A better way of formatting strings?

R

Ricky65

I was thinking about string formatting after reading this article by
Herb Sutter here:
http://www.gotw.ca/publications/mill19.htm

I thought to myself "Why haven't they overloaded the << operator for
the basic_string class?" like with the iostream. I don't think I'm the
first to have thought of this. I assume performance problems are the
reason this is not done.

This would eliminate the need to make a temporary variable to hold the
formatted data like a stringstream does and the problems with the
sprintf family. I know a lot of people shun stringstreams because they
are unacceptably slow in some cases.

For example, we could do something like this:
int cat_len = 120;
int mouse_len = 29;

std::string myformattedstring << "The cat is " << a << "cm tall and
the mouse is " << b << "cm tall.";

As you can see, this would format directly to the string. This would
be both type safe and length safe and the programmer wouldn't have to
allocate a temporary variable for a stream. However, I'm not sure how
efficient it would be. I'm intrigued to know if this can be done and
and if not, the reasons why.

Thanks

Ricky Marcangelo
 
V

Victor Bazarov

I was thinking about string formatting after reading this article by
Herb Sutter here:
http://www.gotw.ca/publications/mill19.htm

I thought to myself "Why haven't they overloaded the<< operator for
the basic_string class?" like with the iostream. I don't think I'm the
first to have thought of this. I assume performance problems are the
reason this is not done.

This would eliminate the need to make a temporary variable to hold the
formatted data like a stringstream does and the problems with the
sprintf family. I know a lot of people shun stringstreams because they
are unacceptably slow in some cases.

For example, we could do something like this:
int cat_len = 120;
int mouse_len = 29;

std::string myformattedstring<< "The cat is "<< a<< "cm tall and
the mouse is "<< b<< "cm tall.";

This syntax is invalid. You either declare an object (and initialize
it) or manipulate it using operator<<. You can't do both in the same
statement.
As you can see, this would format directly to the string. This would
be both type safe and length safe and the programmer wouldn't have to
allocate a temporary variable for a stream. However, I'm not sure how
efficient it would be. I'm intrigued to know if this can be done and
and if not, the reasons why.

It cannot, see above.

V
 
R

Ricky65

This syntax is invalid.  You either declare an object (and initialize
it) or manipulate it using operator<<.  You can't do both in the same
statement.


It cannot, see above.

V

Sorry, I meant

std::string myformattedstring;

myformattedstring << "The cat is " << a << "cm tall and
the mouse is " << b << "cm tall.";
 
M

Michael Doubez

I was thinking about string formatting after reading this article by
Herb Sutter here:http://www.gotw.ca/publications/mill19.htm

I thought to myself "Why haven't they overloaded the << operator for
the basic_string class?" like with the iostream.
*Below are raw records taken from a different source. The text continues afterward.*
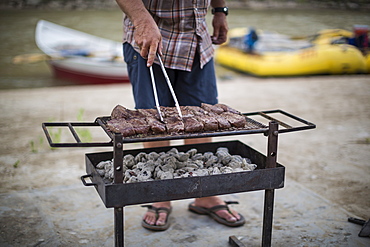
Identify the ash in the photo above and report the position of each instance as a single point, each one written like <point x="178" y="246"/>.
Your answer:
<point x="174" y="164"/>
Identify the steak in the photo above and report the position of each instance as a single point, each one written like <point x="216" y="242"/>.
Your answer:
<point x="235" y="120"/>
<point x="121" y="126"/>
<point x="195" y="120"/>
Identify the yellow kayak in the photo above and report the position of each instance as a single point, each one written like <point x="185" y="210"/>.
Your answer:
<point x="302" y="59"/>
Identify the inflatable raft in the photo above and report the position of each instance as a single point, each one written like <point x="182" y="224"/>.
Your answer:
<point x="280" y="55"/>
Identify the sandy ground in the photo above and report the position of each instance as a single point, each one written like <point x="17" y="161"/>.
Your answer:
<point x="331" y="160"/>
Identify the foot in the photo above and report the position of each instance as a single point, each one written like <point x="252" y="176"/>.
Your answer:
<point x="209" y="202"/>
<point x="152" y="219"/>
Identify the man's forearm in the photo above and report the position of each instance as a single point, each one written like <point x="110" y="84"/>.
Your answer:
<point x="218" y="3"/>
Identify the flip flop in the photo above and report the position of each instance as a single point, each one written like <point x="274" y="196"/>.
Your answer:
<point x="212" y="213"/>
<point x="157" y="211"/>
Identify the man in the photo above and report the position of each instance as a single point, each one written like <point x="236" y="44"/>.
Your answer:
<point x="176" y="30"/>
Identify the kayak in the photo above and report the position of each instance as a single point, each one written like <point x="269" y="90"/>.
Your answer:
<point x="280" y="55"/>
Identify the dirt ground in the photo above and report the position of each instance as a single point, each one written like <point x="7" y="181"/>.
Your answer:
<point x="331" y="160"/>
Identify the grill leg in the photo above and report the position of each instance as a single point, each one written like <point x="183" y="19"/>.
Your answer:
<point x="118" y="179"/>
<point x="267" y="218"/>
<point x="269" y="193"/>
<point x="118" y="227"/>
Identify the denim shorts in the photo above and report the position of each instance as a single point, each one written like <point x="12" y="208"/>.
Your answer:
<point x="191" y="88"/>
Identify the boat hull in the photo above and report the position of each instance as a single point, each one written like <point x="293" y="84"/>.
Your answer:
<point x="81" y="57"/>
<point x="89" y="72"/>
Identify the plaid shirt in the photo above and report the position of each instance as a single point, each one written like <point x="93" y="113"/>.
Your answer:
<point x="184" y="31"/>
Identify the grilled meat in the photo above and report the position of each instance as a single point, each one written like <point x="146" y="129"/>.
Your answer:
<point x="195" y="119"/>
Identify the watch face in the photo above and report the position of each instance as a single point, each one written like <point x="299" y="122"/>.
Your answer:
<point x="224" y="10"/>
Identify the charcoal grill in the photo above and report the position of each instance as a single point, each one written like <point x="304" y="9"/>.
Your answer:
<point x="269" y="175"/>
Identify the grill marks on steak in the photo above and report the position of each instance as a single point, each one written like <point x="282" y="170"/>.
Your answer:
<point x="195" y="119"/>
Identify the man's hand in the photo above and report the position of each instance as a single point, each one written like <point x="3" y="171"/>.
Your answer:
<point x="220" y="29"/>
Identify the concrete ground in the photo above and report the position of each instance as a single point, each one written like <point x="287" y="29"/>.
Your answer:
<point x="43" y="202"/>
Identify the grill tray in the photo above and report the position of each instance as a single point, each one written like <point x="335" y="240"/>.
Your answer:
<point x="120" y="195"/>
<point x="252" y="126"/>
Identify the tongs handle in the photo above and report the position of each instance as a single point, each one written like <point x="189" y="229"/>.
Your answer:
<point x="155" y="93"/>
<point x="169" y="85"/>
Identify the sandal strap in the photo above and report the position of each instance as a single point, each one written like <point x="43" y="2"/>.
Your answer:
<point x="156" y="210"/>
<point x="231" y="202"/>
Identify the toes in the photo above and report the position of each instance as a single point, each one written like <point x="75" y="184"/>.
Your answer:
<point x="227" y="216"/>
<point x="149" y="218"/>
<point x="161" y="219"/>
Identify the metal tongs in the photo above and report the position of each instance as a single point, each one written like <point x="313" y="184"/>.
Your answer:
<point x="169" y="86"/>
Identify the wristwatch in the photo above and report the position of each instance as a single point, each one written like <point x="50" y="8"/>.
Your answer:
<point x="224" y="10"/>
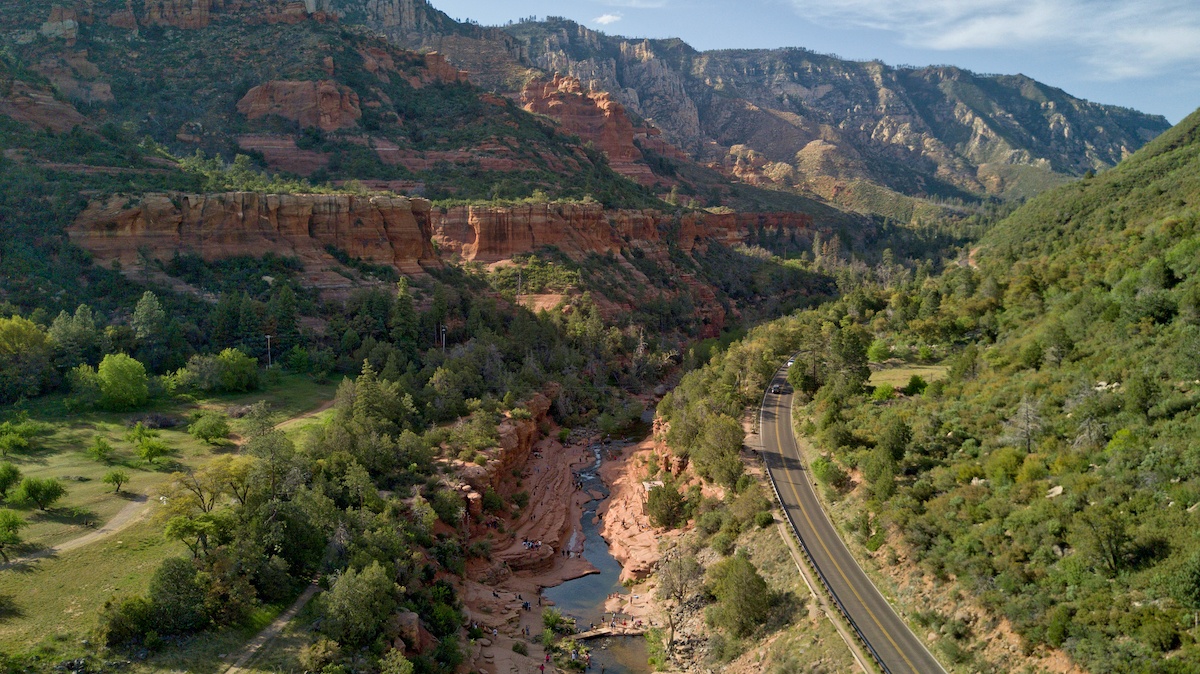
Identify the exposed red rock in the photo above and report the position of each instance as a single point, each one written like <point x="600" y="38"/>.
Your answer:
<point x="61" y="24"/>
<point x="594" y="116"/>
<point x="39" y="107"/>
<point x="324" y="103"/>
<point x="491" y="234"/>
<point x="281" y="154"/>
<point x="178" y="13"/>
<point x="391" y="230"/>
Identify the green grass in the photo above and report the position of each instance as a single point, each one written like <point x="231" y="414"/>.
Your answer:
<point x="61" y="453"/>
<point x="53" y="602"/>
<point x="900" y="375"/>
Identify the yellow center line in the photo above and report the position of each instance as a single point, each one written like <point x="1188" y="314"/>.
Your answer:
<point x="779" y="419"/>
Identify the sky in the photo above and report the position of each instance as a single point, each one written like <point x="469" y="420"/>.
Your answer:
<point x="1141" y="54"/>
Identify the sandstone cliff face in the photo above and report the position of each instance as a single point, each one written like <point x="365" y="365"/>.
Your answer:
<point x="491" y="234"/>
<point x="594" y="116"/>
<point x="391" y="230"/>
<point x="36" y="107"/>
<point x="324" y="104"/>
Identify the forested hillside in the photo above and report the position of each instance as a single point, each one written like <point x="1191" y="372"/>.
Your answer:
<point x="1051" y="471"/>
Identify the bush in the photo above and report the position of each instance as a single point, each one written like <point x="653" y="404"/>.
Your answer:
<point x="124" y="384"/>
<point x="724" y="543"/>
<point x="42" y="492"/>
<point x="665" y="506"/>
<point x="916" y="385"/>
<point x="101" y="450"/>
<point x="210" y="427"/>
<point x="10" y="476"/>
<point x="117" y="477"/>
<point x="742" y="596"/>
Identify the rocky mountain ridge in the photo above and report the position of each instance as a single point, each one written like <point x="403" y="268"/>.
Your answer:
<point x="849" y="132"/>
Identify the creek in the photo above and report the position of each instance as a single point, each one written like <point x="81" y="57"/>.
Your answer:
<point x="583" y="599"/>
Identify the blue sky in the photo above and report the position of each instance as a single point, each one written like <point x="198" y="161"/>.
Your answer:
<point x="1143" y="54"/>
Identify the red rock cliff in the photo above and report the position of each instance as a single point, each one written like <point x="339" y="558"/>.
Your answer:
<point x="391" y="230"/>
<point x="491" y="234"/>
<point x="594" y="116"/>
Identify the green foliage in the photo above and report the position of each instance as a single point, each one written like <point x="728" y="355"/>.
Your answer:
<point x="10" y="476"/>
<point x="41" y="492"/>
<point x="151" y="450"/>
<point x="743" y="599"/>
<point x="117" y="477"/>
<point x="100" y="450"/>
<point x="210" y="426"/>
<point x="357" y="606"/>
<point x="124" y="384"/>
<point x="11" y="523"/>
<point x="665" y="506"/>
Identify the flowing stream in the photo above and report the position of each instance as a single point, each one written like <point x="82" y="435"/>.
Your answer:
<point x="583" y="599"/>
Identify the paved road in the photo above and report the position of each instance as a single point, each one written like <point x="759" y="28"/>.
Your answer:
<point x="887" y="635"/>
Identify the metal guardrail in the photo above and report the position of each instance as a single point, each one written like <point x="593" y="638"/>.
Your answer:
<point x="808" y="553"/>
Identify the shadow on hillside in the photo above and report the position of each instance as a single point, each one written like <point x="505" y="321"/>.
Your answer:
<point x="9" y="608"/>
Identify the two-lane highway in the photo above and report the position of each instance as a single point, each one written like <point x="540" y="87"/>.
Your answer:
<point x="891" y="639"/>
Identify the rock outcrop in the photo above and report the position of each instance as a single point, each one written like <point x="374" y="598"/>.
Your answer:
<point x="491" y="234"/>
<point x="391" y="230"/>
<point x="595" y="116"/>
<point x="36" y="107"/>
<point x="178" y="13"/>
<point x="324" y="104"/>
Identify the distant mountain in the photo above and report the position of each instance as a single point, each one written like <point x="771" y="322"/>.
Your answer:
<point x="862" y="134"/>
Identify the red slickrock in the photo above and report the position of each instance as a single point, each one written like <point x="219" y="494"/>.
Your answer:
<point x="324" y="104"/>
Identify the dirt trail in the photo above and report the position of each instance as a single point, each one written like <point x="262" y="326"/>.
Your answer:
<point x="127" y="516"/>
<point x="271" y="631"/>
<point x="131" y="513"/>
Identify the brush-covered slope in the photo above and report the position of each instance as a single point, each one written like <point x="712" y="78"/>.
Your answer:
<point x="861" y="134"/>
<point x="1054" y="475"/>
<point x="304" y="94"/>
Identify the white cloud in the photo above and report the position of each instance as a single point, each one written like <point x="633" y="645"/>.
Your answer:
<point x="1117" y="38"/>
<point x="636" y="4"/>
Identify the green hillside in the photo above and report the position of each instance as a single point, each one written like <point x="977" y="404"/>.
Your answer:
<point x="1015" y="443"/>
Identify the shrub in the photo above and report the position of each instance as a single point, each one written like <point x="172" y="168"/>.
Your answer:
<point x="117" y="477"/>
<point x="665" y="506"/>
<point x="210" y="426"/>
<point x="124" y="384"/>
<point x="42" y="492"/>
<point x="742" y="596"/>
<point x="916" y="385"/>
<point x="10" y="476"/>
<point x="724" y="543"/>
<point x="101" y="450"/>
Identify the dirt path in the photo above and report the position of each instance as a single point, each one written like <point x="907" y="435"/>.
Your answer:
<point x="127" y="516"/>
<point x="271" y="631"/>
<point x="131" y="513"/>
<point x="311" y="414"/>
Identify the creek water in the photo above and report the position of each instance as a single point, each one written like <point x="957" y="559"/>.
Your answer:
<point x="583" y="599"/>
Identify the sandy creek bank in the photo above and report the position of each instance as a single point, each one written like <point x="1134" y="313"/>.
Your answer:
<point x="562" y="483"/>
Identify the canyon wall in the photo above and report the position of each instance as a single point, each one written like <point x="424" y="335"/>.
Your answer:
<point x="390" y="230"/>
Who is "they" ? The standard committee ?
I don't think I'm the
first to have thought of this. I assume performance problems are the
reason this is not done.

Doing so would shun formating facilities.

The language definition is geared toward general case. If you have
specific needs, you are expected to roll your own. This avoid
cluttering the standard with use cases that you can recode or that
libraries can provide.
This would eliminate the need to make a temporary variable to hold the
formatted data like a stringstream does and the problems with the
sprintf family. I know a lot of people shun stringstreams because they
are unacceptably slow in some cases.

I expect that using a temporary stringstream is more efficient than
appending into a string.
For example, we could do something like this:
int cat_len = 120;
int mouse_len = 29;

std::string myformattedstring << "The cat is " << a << "cm tall and
the mouse is " << b << "cm tall.";

As you can see, this would format directly to the string. This would
be both type safe and length safe and the programmer wouldn't have to
allocate a temporary variable for a stream. However, I'm not sure how
efficient it would be. I'm intrigued to know if this can be done and
and if not, the reasons why.

As you wrote it, it is impossible: you cannot mix variable definition
and initialization this way.

Something possible is:
std::string myformattedstring = string_formater()<<"The cat is "
<<...;

Some very fast formating constructs based on template can be designed
this way ( especially if the maximum size of each element can be
computed beforehand). But they have some limitations.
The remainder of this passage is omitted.